Catalan composer Federico Mompou described himself as “a man of few words and music of few notes.” Best known as a miniaturist, he was much influenced by French impressionism and developed an intimate and subdued style that owes much to the shy, discreet charm of Fauré, the spare textures and repetitive accompaniments of Erik Satie.

The very Satie-like Secreto comes from Mompou’s first set of piano pieces entitled Impresiones intimas (1911-1914) and displays what pianist Arkady Volodos describes as his “Zen spirit,” a meditative musical aesthetic that treasures silence as much as sound.

 

Alexander Scriabin
Sonata No. 5 in F# major Op. 53

Early in his career Alexander Scriabin was known as “the Russian Chopin.” As he developed as a composer, however, he moved away from the Romantic style of Chopin to embrace a more mystical, ecstatic conception of music, becoming the first real “crazy man” of classical music. His aesthetic aims were in fact so expansive as to hardly fit within the scope of piano music, and as he advanced in years his solo sonatas became more and more like seances, channelling mystical forces through the fingers of the pianist.
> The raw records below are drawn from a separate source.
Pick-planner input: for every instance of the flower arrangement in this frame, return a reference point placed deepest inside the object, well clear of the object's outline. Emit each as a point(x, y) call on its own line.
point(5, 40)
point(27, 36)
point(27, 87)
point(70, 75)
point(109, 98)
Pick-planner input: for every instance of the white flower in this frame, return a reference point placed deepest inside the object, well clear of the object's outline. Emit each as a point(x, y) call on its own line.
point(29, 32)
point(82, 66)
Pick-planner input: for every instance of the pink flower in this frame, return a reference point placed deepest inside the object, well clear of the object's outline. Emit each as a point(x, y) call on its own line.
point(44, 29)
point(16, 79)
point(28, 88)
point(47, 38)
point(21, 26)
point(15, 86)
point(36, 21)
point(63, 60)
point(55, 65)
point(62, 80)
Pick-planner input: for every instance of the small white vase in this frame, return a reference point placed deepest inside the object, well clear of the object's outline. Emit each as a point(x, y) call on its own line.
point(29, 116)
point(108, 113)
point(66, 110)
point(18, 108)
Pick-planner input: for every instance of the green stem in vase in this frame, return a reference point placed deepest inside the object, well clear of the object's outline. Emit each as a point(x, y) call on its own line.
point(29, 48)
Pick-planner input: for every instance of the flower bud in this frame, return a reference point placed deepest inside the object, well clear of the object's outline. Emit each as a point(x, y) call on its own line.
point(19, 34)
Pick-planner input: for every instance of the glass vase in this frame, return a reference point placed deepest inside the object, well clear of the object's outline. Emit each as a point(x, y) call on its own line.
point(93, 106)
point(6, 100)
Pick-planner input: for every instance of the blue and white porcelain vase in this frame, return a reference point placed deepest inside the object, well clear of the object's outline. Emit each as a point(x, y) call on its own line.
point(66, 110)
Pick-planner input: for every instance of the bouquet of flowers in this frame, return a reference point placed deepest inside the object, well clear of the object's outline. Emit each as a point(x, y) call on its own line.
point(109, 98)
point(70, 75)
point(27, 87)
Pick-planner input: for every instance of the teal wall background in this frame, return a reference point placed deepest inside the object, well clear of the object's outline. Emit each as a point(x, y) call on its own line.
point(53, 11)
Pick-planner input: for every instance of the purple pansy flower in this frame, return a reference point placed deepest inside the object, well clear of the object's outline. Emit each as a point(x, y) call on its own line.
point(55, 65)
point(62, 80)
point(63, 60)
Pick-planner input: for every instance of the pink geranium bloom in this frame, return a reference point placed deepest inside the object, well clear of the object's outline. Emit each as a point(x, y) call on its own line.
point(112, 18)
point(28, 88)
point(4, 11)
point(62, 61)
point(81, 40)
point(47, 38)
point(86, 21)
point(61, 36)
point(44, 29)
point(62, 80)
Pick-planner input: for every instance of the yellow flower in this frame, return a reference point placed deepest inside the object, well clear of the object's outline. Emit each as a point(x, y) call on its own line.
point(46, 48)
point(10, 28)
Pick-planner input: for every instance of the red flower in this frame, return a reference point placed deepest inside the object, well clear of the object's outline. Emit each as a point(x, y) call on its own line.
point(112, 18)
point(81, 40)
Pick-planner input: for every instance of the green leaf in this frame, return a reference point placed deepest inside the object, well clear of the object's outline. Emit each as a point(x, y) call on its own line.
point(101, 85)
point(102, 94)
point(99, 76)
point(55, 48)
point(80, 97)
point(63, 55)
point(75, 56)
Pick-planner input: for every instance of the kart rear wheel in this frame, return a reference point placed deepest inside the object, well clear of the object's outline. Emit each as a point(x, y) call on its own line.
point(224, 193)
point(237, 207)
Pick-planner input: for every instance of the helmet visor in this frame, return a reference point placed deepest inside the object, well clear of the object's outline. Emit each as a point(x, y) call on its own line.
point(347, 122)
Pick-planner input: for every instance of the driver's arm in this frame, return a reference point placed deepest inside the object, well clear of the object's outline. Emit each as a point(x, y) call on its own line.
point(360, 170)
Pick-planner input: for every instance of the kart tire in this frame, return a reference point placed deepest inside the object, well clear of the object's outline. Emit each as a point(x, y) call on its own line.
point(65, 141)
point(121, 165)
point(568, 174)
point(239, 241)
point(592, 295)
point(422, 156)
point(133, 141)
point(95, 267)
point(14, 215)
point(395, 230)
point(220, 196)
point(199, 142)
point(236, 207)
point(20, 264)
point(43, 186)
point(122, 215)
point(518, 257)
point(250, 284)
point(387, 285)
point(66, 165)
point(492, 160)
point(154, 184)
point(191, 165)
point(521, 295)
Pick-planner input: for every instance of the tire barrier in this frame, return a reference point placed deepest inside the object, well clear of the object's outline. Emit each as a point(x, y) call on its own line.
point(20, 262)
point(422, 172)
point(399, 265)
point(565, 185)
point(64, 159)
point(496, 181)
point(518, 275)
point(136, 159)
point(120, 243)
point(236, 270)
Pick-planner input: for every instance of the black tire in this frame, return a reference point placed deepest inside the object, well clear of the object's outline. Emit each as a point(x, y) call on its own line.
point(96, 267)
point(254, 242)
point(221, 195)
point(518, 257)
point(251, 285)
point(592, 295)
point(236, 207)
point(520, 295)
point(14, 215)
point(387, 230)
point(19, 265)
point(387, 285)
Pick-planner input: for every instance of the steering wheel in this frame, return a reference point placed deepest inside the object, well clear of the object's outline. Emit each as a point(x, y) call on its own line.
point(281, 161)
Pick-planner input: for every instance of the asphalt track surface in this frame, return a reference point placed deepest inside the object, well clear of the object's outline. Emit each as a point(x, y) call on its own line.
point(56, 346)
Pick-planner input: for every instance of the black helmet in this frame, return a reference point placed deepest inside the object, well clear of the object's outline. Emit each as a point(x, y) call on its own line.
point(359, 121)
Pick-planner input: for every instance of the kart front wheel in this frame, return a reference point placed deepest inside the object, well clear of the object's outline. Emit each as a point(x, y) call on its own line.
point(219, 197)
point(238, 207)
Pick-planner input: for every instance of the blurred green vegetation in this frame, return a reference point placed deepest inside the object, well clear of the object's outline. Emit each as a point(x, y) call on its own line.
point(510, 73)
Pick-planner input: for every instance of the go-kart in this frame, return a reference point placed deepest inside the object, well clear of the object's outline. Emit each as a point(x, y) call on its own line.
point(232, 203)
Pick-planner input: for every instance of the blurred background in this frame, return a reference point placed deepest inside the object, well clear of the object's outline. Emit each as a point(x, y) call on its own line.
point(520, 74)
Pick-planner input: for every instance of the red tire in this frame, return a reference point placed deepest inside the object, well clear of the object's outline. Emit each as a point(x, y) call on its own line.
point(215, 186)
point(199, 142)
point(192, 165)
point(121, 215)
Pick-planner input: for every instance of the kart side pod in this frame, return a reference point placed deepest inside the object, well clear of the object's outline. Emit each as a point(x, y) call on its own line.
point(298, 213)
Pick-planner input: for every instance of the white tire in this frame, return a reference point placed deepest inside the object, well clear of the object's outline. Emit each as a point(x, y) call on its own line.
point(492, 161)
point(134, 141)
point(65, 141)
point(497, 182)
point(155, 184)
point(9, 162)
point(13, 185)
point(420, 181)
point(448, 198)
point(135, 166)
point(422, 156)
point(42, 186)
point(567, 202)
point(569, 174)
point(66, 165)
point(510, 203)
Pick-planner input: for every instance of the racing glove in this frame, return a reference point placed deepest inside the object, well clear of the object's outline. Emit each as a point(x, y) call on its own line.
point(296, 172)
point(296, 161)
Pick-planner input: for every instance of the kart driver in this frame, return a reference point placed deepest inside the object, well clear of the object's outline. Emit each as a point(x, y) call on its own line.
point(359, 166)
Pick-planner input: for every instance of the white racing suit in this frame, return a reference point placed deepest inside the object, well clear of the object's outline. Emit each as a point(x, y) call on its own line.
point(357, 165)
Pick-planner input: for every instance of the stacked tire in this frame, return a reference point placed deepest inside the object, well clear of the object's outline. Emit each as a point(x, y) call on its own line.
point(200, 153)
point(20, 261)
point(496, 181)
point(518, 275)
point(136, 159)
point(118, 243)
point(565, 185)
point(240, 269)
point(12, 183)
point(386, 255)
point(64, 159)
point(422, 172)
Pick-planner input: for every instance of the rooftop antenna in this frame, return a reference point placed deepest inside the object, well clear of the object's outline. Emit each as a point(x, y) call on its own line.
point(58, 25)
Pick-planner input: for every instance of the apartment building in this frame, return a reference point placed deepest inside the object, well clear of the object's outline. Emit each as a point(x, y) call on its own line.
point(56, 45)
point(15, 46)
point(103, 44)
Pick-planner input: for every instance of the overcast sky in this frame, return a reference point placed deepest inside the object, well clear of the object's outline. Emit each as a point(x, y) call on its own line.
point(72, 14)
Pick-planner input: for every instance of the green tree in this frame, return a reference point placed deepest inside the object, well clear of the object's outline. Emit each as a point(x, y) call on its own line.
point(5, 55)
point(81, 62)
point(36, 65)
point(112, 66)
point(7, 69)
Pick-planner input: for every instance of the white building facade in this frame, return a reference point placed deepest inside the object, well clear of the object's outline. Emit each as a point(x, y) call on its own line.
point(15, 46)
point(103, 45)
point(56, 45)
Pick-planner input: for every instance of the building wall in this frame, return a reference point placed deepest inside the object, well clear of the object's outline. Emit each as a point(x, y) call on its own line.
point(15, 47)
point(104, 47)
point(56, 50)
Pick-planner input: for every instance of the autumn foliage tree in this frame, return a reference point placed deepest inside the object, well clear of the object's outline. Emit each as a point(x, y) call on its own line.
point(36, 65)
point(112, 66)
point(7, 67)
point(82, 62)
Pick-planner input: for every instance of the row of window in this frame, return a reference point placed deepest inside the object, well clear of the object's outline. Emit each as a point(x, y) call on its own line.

Long before the arrival of LSD and Dr. Timothy Leary, Scriabin established “trippy-ness” as an aesthetic goal in his music. And in his first single-movement sonata, the Sonata No. 5 in F# major from 1907, we catch him tripping in mid-flight.

The first thing to know as you fasten your seat-belts to hear this work is that it displays an extreme volatility of moods that represent the ever-changing cosmic forces that Scriabin feels moving through him as he composes. Listening to some of the slower, more vaporous passages, you get the eerie feeling that you’re walking around in a trance, as he repeats the same simple motive—a third rocking back and forth—over and over again.

Another mood that strikes the composer in this sonata is a kind of jumpy excitement, a prelude to the extravagant gesture of ecstasy that will overtake him before this work is finished. This sense of mounting excitement is conveyed in the way that successive passages keep leaping up to a higher register as they repeat. In this way, Scriabin uses the registers of the keyboard to create his own Stairway to Heaven.

But the most memorable mood of all in this sonata is Scriabin’s portrayal of a kind of languid voluptuousness, created by his unique harmonic vocabulary of chromatically altered dominant 9th, 11th and 13th chords, spaced in 4ths for added resonance. These spacious chords allow him to spread a lush carpet of sonorities over a wide swath of the keyboard, and it is their perfumed overtones floating mystically in the air that paint the altered psychological state he wishes to evoke.